1. The plaintiff's appeal is dismissed.

2. The costs of appeal shall be borne by the Plaintiff.

The purport of the claim and appeal is the purport of the appeal.

Reasons

1. The reasoning of the court of first instance’s explanation concerning this case is as follows, except where the plaintiff adds the following judgments as to the newly asserted matters in the court of first instance, and thus, it is consistent with the reasoning of the court of first instance. Thus, it is accepted by the main sentence of Article 420 of the Civil Procedure Act.

2. The Plaintiff asserts to the effect that the instant sales contract was concluded on the condition of the building permit on the ground of the instant land, and that the construction permit was originally impossible, and thus, constitutes a contract under which the conditions for suspension are impossible to be fulfilled. However, the Defendant’s receipt of the building permit on the ground of the instant land on January 29, 2014 is identical to the reasoning of the first instance judgment, and thus, the Plaintiff’s assertion on this part cannot be accepted.

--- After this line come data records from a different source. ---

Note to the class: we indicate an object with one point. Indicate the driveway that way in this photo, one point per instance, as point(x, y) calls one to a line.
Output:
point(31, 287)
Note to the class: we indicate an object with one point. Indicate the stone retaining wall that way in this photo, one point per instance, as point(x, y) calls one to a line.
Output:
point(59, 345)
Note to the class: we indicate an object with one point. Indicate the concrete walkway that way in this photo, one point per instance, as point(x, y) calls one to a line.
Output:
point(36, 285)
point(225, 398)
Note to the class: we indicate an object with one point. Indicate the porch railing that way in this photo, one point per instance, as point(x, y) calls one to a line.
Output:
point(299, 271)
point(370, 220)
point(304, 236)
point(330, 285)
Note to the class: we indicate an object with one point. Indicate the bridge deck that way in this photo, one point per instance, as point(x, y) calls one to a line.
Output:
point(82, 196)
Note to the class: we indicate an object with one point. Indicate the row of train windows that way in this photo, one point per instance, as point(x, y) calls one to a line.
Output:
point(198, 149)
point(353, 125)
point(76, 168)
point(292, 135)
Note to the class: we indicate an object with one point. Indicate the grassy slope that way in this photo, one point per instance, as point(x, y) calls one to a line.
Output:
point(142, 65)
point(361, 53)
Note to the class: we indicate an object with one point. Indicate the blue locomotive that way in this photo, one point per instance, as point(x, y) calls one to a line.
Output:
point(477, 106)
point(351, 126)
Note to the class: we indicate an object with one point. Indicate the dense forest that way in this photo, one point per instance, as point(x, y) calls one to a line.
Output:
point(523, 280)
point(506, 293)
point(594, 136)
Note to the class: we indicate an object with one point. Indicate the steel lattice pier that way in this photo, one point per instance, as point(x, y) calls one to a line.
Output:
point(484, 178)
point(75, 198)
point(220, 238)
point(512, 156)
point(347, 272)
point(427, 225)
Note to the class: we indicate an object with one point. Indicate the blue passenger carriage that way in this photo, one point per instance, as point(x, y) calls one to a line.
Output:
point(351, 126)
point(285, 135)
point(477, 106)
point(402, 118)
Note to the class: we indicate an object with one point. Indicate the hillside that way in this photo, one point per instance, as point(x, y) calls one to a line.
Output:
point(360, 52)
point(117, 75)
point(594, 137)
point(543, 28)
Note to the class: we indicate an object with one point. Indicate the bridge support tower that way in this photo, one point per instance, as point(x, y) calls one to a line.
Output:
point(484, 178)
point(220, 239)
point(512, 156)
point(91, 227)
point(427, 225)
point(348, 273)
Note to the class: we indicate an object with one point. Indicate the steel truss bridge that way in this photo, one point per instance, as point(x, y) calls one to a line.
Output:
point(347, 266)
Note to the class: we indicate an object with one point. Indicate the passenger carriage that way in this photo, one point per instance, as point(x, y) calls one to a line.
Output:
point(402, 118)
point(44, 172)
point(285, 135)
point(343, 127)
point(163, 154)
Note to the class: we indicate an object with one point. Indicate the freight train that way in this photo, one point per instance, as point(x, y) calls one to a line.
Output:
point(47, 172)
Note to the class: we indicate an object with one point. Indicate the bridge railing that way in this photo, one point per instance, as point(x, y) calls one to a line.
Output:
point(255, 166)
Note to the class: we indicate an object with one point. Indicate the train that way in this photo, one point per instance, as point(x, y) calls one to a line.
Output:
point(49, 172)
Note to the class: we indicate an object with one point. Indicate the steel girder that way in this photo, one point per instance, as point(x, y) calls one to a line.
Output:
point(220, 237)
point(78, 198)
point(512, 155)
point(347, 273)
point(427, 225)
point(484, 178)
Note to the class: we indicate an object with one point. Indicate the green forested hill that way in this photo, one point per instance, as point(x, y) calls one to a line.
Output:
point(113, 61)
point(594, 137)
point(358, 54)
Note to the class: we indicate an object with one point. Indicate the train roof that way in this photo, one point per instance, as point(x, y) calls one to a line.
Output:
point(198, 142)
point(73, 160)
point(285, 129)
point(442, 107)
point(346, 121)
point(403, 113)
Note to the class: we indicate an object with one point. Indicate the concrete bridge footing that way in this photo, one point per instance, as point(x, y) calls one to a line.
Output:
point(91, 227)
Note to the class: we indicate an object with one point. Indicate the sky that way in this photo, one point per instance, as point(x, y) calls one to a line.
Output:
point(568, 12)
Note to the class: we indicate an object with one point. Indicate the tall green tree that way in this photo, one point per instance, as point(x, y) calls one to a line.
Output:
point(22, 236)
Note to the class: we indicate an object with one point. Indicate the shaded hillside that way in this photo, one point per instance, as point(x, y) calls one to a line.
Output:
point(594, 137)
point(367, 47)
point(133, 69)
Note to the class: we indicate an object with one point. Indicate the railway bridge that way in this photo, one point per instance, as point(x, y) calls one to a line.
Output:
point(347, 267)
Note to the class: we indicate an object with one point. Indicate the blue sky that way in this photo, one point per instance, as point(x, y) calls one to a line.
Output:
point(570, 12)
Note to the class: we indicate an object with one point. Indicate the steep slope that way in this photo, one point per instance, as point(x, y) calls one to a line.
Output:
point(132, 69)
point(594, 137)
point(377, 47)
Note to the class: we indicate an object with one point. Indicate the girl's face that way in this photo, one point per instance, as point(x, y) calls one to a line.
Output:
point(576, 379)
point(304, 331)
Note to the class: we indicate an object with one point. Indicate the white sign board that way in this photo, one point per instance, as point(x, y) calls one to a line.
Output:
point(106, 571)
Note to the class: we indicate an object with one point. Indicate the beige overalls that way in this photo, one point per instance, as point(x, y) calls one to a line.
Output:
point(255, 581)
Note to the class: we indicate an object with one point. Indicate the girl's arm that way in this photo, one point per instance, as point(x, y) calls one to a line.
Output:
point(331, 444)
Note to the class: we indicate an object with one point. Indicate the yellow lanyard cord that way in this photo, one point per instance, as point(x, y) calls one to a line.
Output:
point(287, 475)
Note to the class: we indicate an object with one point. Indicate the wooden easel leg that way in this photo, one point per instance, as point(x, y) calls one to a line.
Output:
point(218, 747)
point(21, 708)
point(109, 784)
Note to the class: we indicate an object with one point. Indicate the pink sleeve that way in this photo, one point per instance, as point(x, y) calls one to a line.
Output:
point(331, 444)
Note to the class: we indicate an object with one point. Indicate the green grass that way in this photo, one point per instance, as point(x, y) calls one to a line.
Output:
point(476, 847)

[Plaintiff asserts to the effect that “the contract amount shall be waived, the contract amount shall be rescinded, and the contract amount shall be reduced by considering it as estimated amount of compensation for damages.” However, as alleged by the Plaintiff, if one of the parties to a contract delivers the contract deposit to the other party, the party or the other party shall not exercise the right of rescission as repayment or renunciation of the contract amount, unless otherwise agreed by the other party. Here, the commencement of performance refers to the act of performing part of the performance of the obligation to the extent objectively recognizable from the outside, or the preparation of performance does not necessarily have to reach the degree of providing performance in accordance with the terms and conditions of the contract, but it is not necessarily sufficient (see, e.g., Supreme Court Decision 94Da17659, Nov. 11, 1994).